1 Introduction et problématique
1.1 Le corpus principal du mémoire
1.1.1 Le livre brisé
À l'occasion d'une étude sur le genre de l’autofiction, il ne serait que logique de
choisir comme objet d'étude une des œuvres de l’écrivain “ responsable ” de cette
marque générique, Serge Doubrovsky. Outre le roman intitulé Fils (1977), Le livre
brisé (1989) est, selon son auteur, la preuve parfaite qu'il est possible de créer un texte
à la fois factuel et fictionnel ; un récit de vie plus ou moins romancé, où il y a identité
nominale entre auteur, narrateur et protagoniste. Ce roman est une exposition de soi,
surtout de la vie amoureuse de son auteur, où le narrateur raconte sa vie scandaleuse
avec des femmes. Sauf une, elles font toutes partie de son passé, et Doubrovsky les
fait monter du « séjour des morts » en écrivant leur histoire par rapport à lui-même.
En tant qu'autofiction, ce roman est un récit intra-homodiégétique1, écrit à partir d’un
présent d’énonciation narrative. Le narrateur juif, inspiré par la philosophie
existentialiste, nous présente ses réflexions sur la situation juive par rapport à la
Seconde Guerre mondiale, toujours dominé par une certaine ironie. L'ironie domine
dans le texte romanesque.
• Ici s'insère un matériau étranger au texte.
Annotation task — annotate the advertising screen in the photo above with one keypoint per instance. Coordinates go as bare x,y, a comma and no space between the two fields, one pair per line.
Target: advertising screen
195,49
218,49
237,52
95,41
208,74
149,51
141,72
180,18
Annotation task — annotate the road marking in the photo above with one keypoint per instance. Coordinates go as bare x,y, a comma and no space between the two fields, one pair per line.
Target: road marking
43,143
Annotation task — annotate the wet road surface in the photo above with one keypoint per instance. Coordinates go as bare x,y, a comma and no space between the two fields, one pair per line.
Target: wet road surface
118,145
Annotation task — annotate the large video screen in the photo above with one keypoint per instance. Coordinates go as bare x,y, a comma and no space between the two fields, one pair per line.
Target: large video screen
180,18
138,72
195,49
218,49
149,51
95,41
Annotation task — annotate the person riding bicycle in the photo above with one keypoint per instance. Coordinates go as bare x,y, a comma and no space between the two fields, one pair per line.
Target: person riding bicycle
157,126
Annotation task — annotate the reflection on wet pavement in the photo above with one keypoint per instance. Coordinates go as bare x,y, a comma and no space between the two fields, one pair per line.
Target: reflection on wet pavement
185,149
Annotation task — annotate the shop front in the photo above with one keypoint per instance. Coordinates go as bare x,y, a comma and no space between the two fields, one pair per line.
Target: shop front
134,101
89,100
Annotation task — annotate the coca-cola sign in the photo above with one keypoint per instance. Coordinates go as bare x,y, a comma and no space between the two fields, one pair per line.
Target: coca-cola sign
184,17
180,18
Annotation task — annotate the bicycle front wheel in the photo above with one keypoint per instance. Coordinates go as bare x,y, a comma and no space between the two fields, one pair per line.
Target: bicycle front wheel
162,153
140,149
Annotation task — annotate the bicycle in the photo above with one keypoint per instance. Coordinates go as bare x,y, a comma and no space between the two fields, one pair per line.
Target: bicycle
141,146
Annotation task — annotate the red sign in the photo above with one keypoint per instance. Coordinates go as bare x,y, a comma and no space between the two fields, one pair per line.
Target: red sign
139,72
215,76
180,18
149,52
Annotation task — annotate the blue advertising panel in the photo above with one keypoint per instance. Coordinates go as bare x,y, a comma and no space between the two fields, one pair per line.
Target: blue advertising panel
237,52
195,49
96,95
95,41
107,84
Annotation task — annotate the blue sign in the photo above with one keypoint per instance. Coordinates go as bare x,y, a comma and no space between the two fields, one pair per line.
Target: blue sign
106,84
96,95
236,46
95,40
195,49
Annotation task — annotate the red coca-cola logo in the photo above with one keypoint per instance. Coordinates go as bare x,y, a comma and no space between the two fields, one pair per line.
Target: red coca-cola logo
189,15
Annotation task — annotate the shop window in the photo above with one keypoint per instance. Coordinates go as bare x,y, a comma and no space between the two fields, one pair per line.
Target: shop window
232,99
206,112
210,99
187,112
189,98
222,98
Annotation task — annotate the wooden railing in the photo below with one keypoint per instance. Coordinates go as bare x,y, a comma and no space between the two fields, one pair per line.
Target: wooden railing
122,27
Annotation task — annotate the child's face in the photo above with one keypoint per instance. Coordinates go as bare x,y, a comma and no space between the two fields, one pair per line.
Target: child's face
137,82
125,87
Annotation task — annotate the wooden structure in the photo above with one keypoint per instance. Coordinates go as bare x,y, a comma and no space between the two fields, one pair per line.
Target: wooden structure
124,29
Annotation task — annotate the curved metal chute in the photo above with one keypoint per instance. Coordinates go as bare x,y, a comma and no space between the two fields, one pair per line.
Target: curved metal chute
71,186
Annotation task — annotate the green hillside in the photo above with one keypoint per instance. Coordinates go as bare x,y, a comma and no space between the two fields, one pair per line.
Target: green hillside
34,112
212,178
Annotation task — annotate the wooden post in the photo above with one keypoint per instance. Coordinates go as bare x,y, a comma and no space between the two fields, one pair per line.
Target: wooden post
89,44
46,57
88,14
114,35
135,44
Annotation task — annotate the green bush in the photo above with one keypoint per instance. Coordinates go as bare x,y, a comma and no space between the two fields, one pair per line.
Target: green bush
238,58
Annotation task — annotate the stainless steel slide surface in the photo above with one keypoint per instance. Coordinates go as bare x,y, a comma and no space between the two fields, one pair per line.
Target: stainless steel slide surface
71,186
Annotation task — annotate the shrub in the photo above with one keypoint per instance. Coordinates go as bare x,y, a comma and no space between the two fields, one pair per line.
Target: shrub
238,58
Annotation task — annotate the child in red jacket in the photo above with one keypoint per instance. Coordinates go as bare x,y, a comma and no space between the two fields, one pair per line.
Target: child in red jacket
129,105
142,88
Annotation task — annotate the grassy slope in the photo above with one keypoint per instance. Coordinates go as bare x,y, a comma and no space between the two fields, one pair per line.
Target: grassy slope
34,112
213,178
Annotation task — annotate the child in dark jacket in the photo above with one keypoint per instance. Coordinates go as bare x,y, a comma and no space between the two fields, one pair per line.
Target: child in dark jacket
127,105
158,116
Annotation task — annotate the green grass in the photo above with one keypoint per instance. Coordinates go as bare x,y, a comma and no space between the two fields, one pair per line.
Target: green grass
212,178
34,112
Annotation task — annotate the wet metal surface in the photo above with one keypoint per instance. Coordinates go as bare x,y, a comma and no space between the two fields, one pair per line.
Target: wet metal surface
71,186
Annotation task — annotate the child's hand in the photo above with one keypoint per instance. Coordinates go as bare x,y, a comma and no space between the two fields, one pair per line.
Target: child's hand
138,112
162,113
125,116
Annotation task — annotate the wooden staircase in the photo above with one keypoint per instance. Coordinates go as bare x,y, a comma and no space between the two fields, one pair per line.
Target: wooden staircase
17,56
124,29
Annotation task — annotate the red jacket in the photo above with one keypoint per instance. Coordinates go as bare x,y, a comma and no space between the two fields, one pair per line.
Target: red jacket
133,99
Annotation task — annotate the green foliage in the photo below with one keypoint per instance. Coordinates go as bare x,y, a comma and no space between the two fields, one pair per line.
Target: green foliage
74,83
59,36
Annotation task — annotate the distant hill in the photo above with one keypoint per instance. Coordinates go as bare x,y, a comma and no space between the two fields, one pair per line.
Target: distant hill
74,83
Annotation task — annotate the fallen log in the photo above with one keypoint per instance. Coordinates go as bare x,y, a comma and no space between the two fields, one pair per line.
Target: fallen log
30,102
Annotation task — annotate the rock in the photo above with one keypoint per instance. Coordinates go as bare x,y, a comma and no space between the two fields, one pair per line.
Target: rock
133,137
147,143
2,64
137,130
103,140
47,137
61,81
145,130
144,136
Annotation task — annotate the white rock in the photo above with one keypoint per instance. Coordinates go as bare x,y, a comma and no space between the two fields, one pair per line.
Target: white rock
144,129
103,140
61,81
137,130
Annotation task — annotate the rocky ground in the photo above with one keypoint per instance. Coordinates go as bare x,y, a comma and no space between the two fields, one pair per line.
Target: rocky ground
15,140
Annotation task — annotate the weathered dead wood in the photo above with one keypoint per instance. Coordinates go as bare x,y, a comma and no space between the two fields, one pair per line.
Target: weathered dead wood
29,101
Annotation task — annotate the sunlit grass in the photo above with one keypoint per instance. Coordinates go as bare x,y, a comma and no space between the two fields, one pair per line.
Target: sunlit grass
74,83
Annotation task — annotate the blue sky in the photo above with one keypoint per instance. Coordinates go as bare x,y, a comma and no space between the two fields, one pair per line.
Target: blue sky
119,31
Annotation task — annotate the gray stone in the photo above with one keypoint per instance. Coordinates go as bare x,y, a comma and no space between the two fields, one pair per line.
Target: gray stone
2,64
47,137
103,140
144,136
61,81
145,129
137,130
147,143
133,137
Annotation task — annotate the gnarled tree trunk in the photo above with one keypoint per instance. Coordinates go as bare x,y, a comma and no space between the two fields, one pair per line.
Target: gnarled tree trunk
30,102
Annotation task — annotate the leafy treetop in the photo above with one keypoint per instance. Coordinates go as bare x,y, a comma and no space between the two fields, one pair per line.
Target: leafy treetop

Le narrateur y traite de ses relations amoureuses et
catastrophiques, notamment de sa relation à Ilse, sa présente femme qui meurt,
probablement par suicide, après avoir lu quelques passages très durs sur elle-même
dans le manuscrit qu'est en train d'écrire son mari. Sa mort marque une rupture dans le
texte, qui aura dès ce moment-là, une forme stylistiquement plus proche de
l’autobiographie. Change alors le statut générique du texte au milieu même du récit.